Ne consegue che ogni traccia di discorso sociale venga con cura espurgata, e che pure il grottesco e il non-sense siano spodestati da un umore lieve ed innocente, calibrato per non dispiacere a nessuno. Ma è il cinema stesso che innanzitutto gioca una funzione diversa: non più il referente condiviso su cui sciabolare una demenzialità rutilante, qui è l’elemento principe sul quale si costruisce tutto il film. Come a dire, film del cinema e sul cinema.

Del cinema

Della sua aura mitica, quella dell’età d’oro dei roaring Twenties e del divismo, quando l’immaginario collettivo era sopraffatto dalle prodezze di Douglas Fairbanks e dallo charme sfuggente di Rodolfo Valentino – chiamati direttamente in causa da un Dujardin più gigione che mai – e nessun medium poteva fregiarsi di una presa tanto potente sui sogni e sulle aspirazioni dei più. E della rivoluzione copernicana che sconquassa un mondo perfetto, sotto forma di rumore assordante e pervasivo, resa con mestiere nell’unica sequenza flamboyant del film. Dunque, una storia sull’irruzione della modernità e sulla relativa incapacità di stare dietro i propri tempi, in linea con tutti i film della Hazanavicius & Co. costituiti come variazioni sul tema dell’inetto.

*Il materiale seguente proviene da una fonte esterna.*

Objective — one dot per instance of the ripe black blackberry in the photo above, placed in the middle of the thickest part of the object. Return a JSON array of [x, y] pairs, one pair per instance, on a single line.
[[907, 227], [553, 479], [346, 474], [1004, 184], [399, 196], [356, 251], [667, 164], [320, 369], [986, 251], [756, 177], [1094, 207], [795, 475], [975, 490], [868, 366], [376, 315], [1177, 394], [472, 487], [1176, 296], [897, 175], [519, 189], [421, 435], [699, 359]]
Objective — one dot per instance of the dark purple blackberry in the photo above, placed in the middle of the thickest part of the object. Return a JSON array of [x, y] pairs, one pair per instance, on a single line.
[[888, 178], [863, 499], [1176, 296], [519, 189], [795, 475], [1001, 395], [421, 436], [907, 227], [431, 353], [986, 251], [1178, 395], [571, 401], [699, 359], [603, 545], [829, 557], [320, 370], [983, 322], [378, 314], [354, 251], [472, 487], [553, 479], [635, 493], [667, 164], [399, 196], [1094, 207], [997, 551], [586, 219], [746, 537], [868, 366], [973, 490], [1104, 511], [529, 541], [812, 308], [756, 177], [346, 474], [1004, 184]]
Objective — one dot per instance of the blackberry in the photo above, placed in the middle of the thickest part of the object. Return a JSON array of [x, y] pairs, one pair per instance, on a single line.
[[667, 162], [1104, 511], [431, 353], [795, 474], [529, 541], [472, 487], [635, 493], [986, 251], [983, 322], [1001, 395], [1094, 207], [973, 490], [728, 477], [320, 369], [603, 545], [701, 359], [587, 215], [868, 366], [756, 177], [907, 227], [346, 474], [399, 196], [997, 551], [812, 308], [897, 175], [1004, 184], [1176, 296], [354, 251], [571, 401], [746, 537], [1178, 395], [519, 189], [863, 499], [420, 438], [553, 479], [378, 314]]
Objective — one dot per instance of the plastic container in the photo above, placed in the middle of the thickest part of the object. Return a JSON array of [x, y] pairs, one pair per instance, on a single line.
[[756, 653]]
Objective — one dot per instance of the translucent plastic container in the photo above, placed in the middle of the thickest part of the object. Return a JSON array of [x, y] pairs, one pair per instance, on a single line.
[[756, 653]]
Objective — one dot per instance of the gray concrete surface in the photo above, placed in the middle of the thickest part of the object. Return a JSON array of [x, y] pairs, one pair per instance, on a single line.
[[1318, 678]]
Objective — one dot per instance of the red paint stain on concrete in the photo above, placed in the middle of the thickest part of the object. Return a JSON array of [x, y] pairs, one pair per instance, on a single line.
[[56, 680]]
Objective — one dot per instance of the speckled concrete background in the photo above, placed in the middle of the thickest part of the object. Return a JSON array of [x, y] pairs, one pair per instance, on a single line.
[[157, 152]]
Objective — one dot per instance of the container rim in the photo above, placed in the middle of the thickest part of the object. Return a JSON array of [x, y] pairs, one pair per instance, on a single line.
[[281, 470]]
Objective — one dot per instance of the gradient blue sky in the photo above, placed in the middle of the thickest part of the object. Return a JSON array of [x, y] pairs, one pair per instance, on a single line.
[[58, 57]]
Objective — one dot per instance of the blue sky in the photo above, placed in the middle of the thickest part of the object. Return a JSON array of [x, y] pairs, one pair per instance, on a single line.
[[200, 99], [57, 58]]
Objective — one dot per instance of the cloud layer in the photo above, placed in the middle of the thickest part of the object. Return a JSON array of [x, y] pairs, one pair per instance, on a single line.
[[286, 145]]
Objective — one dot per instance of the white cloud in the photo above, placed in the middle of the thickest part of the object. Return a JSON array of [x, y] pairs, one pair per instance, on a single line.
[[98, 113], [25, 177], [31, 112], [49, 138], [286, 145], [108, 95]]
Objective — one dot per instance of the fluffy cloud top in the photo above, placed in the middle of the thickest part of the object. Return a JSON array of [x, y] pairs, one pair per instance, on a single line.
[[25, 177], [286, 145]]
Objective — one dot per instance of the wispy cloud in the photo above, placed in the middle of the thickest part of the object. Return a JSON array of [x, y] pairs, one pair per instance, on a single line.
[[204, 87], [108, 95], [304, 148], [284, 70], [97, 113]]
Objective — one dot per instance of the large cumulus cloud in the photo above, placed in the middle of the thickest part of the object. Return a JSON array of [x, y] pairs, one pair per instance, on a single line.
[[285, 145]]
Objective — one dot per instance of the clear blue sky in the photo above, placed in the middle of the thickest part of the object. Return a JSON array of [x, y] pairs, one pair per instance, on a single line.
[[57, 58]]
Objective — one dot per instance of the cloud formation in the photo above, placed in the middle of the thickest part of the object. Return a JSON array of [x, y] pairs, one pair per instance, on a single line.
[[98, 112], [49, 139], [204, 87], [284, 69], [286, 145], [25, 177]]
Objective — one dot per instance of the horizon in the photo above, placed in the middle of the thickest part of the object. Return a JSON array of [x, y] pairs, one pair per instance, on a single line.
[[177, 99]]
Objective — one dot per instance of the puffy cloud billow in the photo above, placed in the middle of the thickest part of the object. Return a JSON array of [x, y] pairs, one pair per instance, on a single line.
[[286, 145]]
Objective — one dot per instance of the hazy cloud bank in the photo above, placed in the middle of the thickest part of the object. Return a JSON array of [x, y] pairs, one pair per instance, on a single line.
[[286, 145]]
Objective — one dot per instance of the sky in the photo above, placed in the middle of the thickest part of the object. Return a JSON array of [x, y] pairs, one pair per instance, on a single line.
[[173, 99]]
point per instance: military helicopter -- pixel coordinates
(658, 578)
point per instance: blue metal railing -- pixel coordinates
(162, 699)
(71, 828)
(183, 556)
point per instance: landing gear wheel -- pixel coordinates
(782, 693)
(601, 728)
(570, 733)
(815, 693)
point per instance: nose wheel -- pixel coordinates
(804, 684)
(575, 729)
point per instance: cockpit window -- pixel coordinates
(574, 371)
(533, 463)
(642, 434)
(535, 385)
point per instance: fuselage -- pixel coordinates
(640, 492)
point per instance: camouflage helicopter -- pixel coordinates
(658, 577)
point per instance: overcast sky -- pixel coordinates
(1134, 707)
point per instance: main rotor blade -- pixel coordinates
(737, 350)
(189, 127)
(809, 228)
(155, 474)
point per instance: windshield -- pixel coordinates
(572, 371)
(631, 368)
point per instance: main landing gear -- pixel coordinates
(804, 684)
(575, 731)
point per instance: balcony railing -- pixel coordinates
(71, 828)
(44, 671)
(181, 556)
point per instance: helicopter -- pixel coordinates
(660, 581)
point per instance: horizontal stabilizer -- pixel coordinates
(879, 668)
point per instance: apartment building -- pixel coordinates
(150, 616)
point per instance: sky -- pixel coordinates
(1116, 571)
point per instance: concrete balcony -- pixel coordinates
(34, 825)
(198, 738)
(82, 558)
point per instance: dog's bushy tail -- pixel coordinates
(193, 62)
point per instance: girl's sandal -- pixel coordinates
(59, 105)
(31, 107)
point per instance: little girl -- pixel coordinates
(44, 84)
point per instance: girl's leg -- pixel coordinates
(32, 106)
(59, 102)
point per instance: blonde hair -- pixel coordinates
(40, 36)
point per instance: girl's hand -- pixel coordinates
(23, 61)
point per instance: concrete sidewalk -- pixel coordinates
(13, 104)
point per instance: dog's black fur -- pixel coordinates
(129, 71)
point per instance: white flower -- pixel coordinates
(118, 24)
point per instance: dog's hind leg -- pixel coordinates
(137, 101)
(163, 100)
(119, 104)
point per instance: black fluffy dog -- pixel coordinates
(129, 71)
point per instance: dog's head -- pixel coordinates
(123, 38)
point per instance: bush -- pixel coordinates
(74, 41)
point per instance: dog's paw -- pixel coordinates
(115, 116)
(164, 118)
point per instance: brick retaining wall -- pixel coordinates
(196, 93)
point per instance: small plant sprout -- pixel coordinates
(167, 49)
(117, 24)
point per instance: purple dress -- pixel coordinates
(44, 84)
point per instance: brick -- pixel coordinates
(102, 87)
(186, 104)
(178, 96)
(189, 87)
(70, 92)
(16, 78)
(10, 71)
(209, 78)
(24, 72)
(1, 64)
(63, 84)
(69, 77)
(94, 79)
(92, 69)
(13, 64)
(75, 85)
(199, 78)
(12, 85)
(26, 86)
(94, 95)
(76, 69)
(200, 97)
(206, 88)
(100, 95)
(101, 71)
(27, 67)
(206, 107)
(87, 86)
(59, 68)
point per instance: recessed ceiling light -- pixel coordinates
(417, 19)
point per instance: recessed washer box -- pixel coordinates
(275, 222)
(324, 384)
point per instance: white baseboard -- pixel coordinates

Per questo, e per un brio agrodolce di fondo, vicino a L’illusioniste, nel confronto The Artist affossa di parecchie miglia sotto il peso di una finta delicatezza: l’avvicendarsi di gag di terza mano a pezzi da melodramma piagnone, il vortice di cliché sullo show people e il ricorso a tutta una serie di stratagemmi a ribadire la sola peculiarità del film (tanto da berciare, come unica espressione udibile, che sì, è davvero un film muto quello che si ha di fronte).

Sul cinema

In effetti, anche stavolta sull’orlo di una nuova rivoluzione copernicana, che lascia dietro di sé vittime meno appariscenti. Se una delle parole d’ordine del nuovo corso è immersività, allora suonerà quanto meno strana la scelta di rinunciare ad uno dei più potenti strumenti espressivi del mezzo: la parola. Non è il primo caso di film muto in epoca sonora, e qualche tentativo più ludico lo si è visto anche in anni recenti (Guy Maddin, Dr. Plonk), opere in cui tuttavia l’omaggio ad un’epoca si lega ad una riflessione consapevole sul linguaggio cinematografico e la sua storia. Vero è pure che, in altri tempi, si erano persino viste deprivazioni ben più spettacolari, o meglio: tutt’altro che spettacolari, come quelle di grandi dissacratori (Debord, Jarman, Monteiro) che avevano rinunciato addirittura all’immagine, sostituendola con una tavola monocromatica. Paragone inopportuno ed inutile, ma che segna ancora una volta le distanze tra una pratica sovversiva e una strizzatina d’occhio al pubblico. Dopotutto, infatti, quella di The Artist è la trovata di chi, non sapendo come sbarcare il lunario, si mutila per essere esposto in un qualunque circo Barnum. Appunto, come un’attrazione.